Clinical Systems Biology Laboratories, The First Affiliated Hospital of Zhengzhou University, Zhengzhou, Henan Province, China.
Curr Neurovasc Res. 2023;20(2):270-279. doi: 10.2174/1567202620666230703122140.
Autoimmune diseases are associated with cardiovascular and cerebrovascular diseases. However, whether myasthenia gravis (MG) and ischemic stroke (IS) are causally related remains unclear.
This study aimed to evaluate potential causal links between MG and IS using bidirectional Mendelian randomization (MR).
We conducted a two-sample MR analysis to assess the potential associations between MG and IS. Genetic variants associated with MG and IS as well as their subtypes were extracted from genome-wide association studies by meta-analysis. The inverse-variance weighted method was used for the main MR analysis. Sensitivity analyses, including the MREgger, simple mode, simple median, weighted mode, and weighted median approaches were applied to test the robustness of the results.
The MR analyses indicated no causal effects of general MG on IS of all causes (odds ratio [OR] = 0.990, 95% confidence interval [CI]: 0.953-1.029, = 0.615), large vessel atherosclerosis stroke (OR = 0.943, 95% CI: 0.856-1.039, = 0.233), cardioembolic stroke (OR = 0.975, 95% CI: 0.867-1.096, = 0.670), and small vessel occlusion stroke (OR = 1.059, 95% CI 0.974-1.150, = 0.178). Subgroup analyses indicated no causal effects of early- or late-onset MG on IS and its subtypes (all > 0.05). The reverse MR analysis showed no significant causal associations of IS on MG (all > 0.05).

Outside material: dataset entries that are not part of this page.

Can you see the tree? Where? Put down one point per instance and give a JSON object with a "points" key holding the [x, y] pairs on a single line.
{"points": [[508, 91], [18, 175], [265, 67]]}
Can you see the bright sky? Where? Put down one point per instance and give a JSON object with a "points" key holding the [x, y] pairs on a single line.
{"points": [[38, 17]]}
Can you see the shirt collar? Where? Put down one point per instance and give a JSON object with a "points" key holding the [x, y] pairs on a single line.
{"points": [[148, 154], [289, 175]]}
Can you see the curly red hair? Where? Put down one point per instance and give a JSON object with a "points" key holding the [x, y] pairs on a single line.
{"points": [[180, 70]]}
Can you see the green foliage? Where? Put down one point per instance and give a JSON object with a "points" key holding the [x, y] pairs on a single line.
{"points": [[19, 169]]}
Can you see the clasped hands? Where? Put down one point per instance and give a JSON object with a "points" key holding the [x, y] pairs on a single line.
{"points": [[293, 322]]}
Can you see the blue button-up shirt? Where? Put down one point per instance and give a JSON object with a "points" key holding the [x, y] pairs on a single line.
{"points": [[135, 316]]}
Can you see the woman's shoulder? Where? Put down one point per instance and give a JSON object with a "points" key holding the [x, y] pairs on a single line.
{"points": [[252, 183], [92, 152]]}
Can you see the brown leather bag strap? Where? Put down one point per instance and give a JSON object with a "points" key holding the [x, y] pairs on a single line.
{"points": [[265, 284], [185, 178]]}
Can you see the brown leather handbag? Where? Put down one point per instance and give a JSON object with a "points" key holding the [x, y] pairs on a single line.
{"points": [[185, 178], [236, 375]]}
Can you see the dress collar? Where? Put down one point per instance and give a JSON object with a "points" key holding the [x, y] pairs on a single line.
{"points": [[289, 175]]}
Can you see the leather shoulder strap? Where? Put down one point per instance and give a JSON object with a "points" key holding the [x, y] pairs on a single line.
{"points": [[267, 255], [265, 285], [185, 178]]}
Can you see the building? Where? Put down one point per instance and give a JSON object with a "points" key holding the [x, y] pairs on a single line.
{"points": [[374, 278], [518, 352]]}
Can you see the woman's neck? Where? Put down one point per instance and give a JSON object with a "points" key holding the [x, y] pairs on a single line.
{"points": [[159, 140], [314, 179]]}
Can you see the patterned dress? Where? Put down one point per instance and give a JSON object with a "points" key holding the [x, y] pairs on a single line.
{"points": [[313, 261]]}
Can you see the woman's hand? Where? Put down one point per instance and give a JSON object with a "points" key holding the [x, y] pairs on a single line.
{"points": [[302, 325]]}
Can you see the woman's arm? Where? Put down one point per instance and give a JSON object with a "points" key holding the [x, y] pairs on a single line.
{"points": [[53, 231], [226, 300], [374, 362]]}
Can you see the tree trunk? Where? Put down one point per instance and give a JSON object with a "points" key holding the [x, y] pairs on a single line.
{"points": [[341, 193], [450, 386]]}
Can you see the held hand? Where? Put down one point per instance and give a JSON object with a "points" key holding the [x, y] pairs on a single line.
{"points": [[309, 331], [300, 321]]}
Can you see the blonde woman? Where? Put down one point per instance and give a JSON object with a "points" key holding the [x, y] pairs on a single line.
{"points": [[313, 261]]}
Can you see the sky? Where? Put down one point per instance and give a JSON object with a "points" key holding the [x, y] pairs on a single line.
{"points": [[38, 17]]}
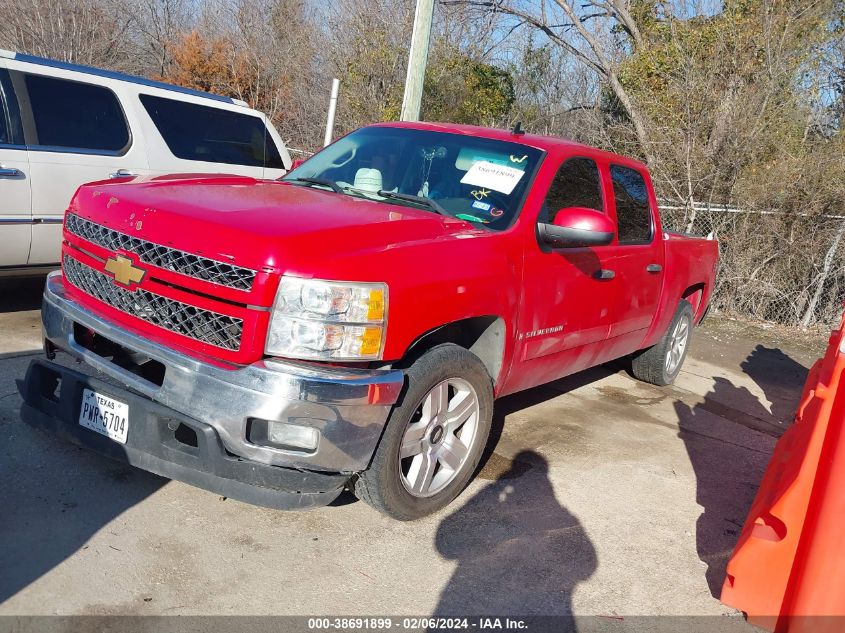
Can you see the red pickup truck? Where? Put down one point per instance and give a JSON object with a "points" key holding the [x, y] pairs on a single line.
{"points": [[350, 325]]}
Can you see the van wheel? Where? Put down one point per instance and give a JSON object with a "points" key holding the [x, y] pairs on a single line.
{"points": [[661, 363], [433, 439]]}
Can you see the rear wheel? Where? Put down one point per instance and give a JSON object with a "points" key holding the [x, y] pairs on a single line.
{"points": [[661, 363], [434, 438]]}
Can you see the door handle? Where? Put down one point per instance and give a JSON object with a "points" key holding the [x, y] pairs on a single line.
{"points": [[9, 172]]}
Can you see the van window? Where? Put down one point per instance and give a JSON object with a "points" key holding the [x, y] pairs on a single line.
{"points": [[633, 215], [576, 184], [196, 132], [5, 135], [11, 132], [73, 115]]}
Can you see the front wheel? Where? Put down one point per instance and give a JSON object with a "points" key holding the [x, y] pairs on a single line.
{"points": [[661, 363], [434, 438]]}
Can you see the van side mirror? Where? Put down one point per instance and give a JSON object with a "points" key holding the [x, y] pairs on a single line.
{"points": [[577, 226]]}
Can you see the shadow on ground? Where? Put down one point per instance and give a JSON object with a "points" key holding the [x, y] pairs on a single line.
{"points": [[728, 474], [19, 294], [519, 552]]}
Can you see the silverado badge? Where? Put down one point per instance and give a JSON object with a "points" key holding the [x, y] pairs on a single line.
{"points": [[123, 271]]}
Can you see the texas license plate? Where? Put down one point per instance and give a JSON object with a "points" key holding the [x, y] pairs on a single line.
{"points": [[104, 415]]}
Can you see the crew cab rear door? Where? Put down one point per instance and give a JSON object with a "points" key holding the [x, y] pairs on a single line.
{"points": [[637, 259]]}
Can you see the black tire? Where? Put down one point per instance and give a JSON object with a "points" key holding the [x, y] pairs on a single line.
{"points": [[650, 365], [381, 485]]}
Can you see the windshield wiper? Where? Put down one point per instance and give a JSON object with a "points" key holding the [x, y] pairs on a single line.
{"points": [[324, 182], [407, 197]]}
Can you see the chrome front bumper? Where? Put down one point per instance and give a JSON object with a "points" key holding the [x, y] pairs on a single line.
{"points": [[349, 407]]}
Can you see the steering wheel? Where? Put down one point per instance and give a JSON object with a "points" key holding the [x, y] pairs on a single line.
{"points": [[493, 198]]}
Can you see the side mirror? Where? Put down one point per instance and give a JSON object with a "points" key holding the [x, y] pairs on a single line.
{"points": [[577, 226]]}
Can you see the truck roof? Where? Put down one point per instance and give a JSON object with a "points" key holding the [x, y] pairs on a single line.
{"points": [[545, 143]]}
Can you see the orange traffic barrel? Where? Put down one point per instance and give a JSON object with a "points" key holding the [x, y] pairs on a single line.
{"points": [[787, 572]]}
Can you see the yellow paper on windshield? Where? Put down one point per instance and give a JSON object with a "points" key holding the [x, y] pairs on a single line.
{"points": [[491, 176]]}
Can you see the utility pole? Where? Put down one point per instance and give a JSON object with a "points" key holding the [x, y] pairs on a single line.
{"points": [[417, 60], [327, 139]]}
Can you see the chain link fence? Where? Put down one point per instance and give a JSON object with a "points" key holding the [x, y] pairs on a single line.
{"points": [[775, 267]]}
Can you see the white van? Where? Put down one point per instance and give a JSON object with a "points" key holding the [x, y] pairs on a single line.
{"points": [[62, 125]]}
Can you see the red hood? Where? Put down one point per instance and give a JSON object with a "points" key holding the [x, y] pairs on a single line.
{"points": [[252, 223]]}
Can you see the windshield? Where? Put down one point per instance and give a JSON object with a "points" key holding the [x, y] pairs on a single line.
{"points": [[476, 179]]}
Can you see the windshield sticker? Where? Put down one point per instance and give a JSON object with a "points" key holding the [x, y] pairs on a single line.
{"points": [[471, 218], [497, 177]]}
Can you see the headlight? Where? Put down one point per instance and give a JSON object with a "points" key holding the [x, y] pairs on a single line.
{"points": [[327, 320]]}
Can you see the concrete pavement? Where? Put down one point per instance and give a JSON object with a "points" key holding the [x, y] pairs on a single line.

Bidirectional MR analysis did not provide evidence to support a causal relationship between genetically predicted MG and IS, although observational studies have found such a potential link.
自身免疫性疾病与心血管和脑血管疾病相关。然而,重症肌无力(MG)和缺血性中风(IS)是否存在因果关系尚不清楚。
本研究旨在使用双向孟德尔随机化(MR)评估 MG 和 IS 之间潜在的因果关系。
我们进行了两样本 MR 分析,以评估 MG 和 IS 之间的潜在关联。通过荟萃分析从全基因组关联研究中提取与 MG 和 IS 及其亚型相关的遗传变异。主要 MR 分析采用逆方差加权法。采用 MREgger、简单模式、简单中位数、加权模式和加权中位数方法进行敏感性分析,以检验结果的稳健性。
MR 分析表明,一般 MG 与所有病因的 IS(比值比 [OR] = 0.990,95%置信区间 [CI]:0.953-1.029, = 0.615)、大动脉粥样硬化性中风(OR = 0.943,95%CI:0.856-1.039, = 0.233)、心源性栓塞性中风(OR = 0.975,95%CI:0.867-1.096, = 0.670)和小血管闭塞性中风(OR = 1.059,95%CI 0.974-1.150, = 0.178)无因果关系。亚组分析表明,早发性或晚发性 MG 与 IS 及其亚型(均 > 0.05)之间无因果关系。反向 MR 分析表明,IS 对 MG 无显著因果关系(均 > 0.05)。
双向 MR 分析未提供证据支持遗传预测的 MG 与 IS 之间存在因果关系,尽管观察性研究发现了这种潜在联系。